Today I am cooking the first pumpkin of the year and preparing sweet corn for the freezer. This week has been hard because it is the tenth anniversary of the big bush fire that caused so much destruction in our valley.  We would have just let the date slide past, but money was given to put on events and it has all been talked over on radio and TV.  Edd got roped into a radio interview and altogether the only way to escape would have been to go on holiday.

At least we had a distraction in the week when we did a day for a group of Montessori Students from Taiwan. They were a delight and with staff numbers almost equal to students the day went really well. I did learn though that we will have about 60 kids here when the school has its orientation day for new kids , which is rather a worry. It seems as if we have launched ourselves into another business by accident.
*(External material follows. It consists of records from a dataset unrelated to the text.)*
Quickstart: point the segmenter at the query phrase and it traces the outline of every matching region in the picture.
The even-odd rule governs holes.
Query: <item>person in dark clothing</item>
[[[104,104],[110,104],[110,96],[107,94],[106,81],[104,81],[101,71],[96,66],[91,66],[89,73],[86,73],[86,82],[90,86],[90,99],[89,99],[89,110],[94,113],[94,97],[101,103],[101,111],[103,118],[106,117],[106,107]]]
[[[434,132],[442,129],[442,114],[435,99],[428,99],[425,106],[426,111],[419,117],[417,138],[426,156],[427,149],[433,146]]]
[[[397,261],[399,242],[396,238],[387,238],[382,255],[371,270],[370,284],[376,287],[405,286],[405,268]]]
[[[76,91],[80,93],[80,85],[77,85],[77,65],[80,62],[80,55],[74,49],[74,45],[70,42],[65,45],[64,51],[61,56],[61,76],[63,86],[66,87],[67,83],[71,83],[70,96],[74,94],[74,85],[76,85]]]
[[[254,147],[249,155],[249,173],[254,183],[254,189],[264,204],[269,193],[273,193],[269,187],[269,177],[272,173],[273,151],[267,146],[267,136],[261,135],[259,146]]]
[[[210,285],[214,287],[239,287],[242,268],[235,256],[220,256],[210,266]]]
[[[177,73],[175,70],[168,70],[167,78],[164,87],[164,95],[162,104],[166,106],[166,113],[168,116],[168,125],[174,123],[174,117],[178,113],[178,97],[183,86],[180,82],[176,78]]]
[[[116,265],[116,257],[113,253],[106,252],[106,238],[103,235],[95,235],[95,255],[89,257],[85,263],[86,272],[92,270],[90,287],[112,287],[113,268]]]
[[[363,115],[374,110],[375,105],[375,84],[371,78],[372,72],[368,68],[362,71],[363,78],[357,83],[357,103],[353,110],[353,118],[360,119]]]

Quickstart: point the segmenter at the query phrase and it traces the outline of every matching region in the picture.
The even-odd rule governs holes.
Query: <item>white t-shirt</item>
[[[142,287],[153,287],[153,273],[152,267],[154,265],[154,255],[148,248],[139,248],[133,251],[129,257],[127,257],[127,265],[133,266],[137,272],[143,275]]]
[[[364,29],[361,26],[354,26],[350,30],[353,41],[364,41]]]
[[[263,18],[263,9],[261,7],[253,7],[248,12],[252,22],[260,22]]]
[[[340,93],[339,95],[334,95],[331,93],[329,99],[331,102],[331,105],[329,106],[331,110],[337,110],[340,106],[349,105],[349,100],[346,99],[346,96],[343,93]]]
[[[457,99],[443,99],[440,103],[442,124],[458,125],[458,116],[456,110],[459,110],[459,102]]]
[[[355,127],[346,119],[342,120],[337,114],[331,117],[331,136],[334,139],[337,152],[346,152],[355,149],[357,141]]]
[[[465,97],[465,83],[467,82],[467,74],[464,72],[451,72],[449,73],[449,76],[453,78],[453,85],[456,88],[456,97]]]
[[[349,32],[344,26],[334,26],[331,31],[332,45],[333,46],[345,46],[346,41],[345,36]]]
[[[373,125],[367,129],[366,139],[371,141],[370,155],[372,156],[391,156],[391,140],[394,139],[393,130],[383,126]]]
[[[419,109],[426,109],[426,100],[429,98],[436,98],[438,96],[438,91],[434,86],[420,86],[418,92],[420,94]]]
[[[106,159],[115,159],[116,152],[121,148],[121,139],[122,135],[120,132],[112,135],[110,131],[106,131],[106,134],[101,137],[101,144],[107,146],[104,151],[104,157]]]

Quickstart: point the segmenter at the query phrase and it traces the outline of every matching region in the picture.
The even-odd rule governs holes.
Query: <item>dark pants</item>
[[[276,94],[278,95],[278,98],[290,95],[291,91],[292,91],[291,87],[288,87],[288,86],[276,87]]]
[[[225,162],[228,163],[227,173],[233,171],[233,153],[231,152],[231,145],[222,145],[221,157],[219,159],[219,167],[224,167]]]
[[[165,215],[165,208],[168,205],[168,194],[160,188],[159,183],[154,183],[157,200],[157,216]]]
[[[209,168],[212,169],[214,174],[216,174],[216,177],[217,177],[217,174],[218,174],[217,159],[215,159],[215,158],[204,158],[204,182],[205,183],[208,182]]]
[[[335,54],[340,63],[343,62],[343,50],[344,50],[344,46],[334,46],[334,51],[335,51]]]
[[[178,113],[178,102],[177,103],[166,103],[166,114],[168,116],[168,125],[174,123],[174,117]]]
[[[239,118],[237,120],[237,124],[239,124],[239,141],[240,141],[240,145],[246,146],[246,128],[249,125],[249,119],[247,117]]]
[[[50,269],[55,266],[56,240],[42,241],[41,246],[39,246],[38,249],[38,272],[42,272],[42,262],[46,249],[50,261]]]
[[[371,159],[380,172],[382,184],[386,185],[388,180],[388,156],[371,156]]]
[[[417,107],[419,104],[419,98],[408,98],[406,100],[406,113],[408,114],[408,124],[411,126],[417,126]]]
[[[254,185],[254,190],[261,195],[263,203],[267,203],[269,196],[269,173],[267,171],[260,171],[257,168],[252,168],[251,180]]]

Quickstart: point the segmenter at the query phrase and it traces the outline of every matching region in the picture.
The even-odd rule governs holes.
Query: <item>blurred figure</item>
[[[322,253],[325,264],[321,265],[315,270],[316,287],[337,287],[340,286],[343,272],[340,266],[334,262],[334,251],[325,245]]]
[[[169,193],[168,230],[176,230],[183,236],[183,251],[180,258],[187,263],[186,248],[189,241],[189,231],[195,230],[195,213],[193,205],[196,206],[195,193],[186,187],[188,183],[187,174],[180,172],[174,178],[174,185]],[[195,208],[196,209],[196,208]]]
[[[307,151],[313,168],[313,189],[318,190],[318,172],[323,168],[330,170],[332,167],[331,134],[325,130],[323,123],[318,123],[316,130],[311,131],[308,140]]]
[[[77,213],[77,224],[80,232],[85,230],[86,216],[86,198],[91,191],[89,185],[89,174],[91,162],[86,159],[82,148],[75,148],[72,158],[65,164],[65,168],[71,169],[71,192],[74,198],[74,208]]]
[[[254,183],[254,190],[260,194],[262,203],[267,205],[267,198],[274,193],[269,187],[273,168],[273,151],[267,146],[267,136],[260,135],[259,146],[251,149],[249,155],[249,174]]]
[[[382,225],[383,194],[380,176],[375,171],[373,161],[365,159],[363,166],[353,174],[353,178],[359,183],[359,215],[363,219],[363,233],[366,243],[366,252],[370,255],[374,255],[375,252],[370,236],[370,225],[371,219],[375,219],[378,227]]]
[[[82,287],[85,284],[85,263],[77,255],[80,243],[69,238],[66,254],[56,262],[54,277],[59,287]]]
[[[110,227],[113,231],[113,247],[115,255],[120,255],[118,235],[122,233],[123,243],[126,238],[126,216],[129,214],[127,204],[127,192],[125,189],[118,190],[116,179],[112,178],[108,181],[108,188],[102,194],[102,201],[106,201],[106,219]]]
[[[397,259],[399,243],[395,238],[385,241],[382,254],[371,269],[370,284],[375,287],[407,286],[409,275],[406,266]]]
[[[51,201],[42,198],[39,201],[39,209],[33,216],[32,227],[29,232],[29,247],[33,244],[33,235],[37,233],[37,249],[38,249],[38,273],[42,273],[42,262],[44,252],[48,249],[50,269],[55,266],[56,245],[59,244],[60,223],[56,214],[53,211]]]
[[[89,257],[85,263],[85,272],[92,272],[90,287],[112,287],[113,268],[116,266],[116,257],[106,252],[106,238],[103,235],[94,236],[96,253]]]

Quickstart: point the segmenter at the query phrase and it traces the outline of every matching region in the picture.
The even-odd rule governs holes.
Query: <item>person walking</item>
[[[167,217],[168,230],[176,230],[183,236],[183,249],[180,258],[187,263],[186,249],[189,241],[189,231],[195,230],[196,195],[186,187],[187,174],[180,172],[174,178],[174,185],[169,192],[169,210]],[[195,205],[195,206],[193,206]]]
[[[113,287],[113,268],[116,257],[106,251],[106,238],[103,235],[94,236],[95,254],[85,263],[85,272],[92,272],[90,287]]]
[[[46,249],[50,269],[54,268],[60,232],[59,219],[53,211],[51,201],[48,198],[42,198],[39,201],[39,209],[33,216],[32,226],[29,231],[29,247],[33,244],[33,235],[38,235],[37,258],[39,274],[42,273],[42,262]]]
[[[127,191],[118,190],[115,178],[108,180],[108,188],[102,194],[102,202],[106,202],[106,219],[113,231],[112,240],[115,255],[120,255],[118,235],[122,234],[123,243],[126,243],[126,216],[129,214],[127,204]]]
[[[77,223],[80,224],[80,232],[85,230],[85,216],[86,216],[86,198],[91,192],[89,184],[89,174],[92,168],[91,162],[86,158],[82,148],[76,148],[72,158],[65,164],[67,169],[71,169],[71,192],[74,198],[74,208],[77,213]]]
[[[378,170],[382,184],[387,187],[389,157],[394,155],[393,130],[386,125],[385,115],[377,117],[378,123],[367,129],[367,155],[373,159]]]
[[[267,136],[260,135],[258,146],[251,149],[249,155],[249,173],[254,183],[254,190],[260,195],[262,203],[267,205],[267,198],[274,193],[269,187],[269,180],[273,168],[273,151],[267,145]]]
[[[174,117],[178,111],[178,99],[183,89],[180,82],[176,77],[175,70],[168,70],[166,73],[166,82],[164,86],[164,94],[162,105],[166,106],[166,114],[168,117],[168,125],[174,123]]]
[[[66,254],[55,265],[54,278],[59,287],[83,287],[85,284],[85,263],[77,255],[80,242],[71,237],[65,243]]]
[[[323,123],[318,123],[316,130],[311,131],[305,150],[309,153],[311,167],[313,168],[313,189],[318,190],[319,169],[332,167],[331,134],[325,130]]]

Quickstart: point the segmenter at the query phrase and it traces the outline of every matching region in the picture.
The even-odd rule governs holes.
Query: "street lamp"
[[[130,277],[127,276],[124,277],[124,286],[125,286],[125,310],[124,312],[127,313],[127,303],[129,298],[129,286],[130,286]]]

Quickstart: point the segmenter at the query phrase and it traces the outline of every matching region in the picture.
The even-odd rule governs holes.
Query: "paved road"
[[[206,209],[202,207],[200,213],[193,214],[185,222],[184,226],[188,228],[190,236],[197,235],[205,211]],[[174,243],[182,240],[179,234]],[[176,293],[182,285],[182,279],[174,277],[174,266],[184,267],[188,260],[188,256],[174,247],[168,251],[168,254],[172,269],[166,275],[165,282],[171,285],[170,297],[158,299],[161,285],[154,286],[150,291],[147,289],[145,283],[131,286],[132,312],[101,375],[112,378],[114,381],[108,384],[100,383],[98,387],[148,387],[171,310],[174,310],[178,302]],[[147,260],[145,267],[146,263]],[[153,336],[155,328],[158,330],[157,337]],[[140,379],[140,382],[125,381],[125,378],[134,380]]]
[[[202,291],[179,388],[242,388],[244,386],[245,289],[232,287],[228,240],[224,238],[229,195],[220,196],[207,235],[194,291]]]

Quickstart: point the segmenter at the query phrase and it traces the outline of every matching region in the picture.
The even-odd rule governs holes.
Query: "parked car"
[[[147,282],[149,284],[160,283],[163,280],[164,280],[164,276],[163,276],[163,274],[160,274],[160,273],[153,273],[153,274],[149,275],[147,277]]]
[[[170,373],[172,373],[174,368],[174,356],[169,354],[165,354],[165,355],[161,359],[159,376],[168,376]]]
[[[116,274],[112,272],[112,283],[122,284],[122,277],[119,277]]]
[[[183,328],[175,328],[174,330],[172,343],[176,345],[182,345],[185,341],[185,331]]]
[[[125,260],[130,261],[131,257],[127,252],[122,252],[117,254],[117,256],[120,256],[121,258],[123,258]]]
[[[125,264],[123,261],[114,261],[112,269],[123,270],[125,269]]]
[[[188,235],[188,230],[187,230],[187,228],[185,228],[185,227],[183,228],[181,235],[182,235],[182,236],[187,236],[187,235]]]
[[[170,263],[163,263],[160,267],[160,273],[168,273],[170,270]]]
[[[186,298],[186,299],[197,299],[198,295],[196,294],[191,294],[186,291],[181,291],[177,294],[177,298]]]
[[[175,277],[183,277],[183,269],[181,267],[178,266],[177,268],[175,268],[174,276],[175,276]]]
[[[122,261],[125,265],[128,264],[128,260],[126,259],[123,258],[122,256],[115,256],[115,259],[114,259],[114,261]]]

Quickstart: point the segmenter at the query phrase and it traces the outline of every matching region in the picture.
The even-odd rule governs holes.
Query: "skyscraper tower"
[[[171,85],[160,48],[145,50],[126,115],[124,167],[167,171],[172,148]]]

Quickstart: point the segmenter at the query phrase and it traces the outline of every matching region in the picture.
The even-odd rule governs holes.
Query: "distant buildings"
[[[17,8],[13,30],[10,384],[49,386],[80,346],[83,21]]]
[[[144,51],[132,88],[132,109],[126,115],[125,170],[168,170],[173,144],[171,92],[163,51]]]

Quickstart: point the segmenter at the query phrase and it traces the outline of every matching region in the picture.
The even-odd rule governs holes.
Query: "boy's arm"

Another good accident is down between us and our western neighbours.  I brought various cheap native trees and planted them along the fence line as a way of preserving our view. One of them is now covered with red flowers. Edd has been trying to grow a flowering gum here for 40 years without success but it seems that one of the cheap trees I brought has turned out to be better than I expected.



Friday, February 1, 2019

A very hot summer with helpful workers

                              Keeping cool by the river with work away people , friends and Indi


February 2, 2019

We are having a long spell of really hot weather. Over 40C on some days and no rain.  It has been a real struggle to keep plants and animals alive. Luckily the “work away” travellers have been helping and so far, we are OK.   The pullets are now sheltering under the trees in their new pen and all the goat kids are in small crofts where they can have shade and any cool breeze available.

Dan is doing a great job in the ruins garden tackling all the really hard bits that no one has got around to sorting.  The bank is now a cool place to sit under trees rather than a jungle of weeds.   It is amazing how much work has been done.  Yesterday I took the Finland couple to Whittlesea where they are meeting their next host, but Dan is staying on. This is good because we are getting all sorts of bookings for farm visits and it looks as if it will be a very busy year.

Last week we left our workers in charge and had a day off the farm.  Firstly, we called in at a Garden world, my favourite garden centre and then we went to Mornington to pick up our wool from the place it was being processed. I was surprised at how much there was. The people had sorted it out into 4 colours and washed and carded it ready to be hand spun. The white wool was spun into yarn so that we can go on with dying experiments during the school camps.   We left the wool that was shorn last year down there to be treated.  This year we have grey wool as well as brown, black and white.  I would love to start spinning but there is still too much work in the garden to be done.

After exchanging our wool Edd and I took the car ferry across the heads to the Bellarine Peninsular where Al lives.   Baby P is still under a year old, but he is now crawling everywhere and getting into things, as babies do.  Al and Pip still have a lot of work to do on their house to get it more liveable, but the new offices Al added for their work spaces look great.  They are both faced with a pale stone and are all that is visible from the road. 

We all went out for an evening meal in a restaurant stuck into the ocean on a jetty.  Luckily, we could sit outside and watch the sun going down which was wonderful.  Less good was the electrical storm that we had to drive through to get home.  I fell asleep as soon as I got in the car so Edd had to do all the work on his own.  Next morning, we were pleased to find that all the animals and plants had been well cared for, it would not have been possible to do this trio without help.  So far, I am totally thrilled with the work away system. We started having Wwoof workers about 19 years ago, but I was worried that we were getting too old to manage this type of help.  We seem to have slotted straight back into the swing without too much hassle.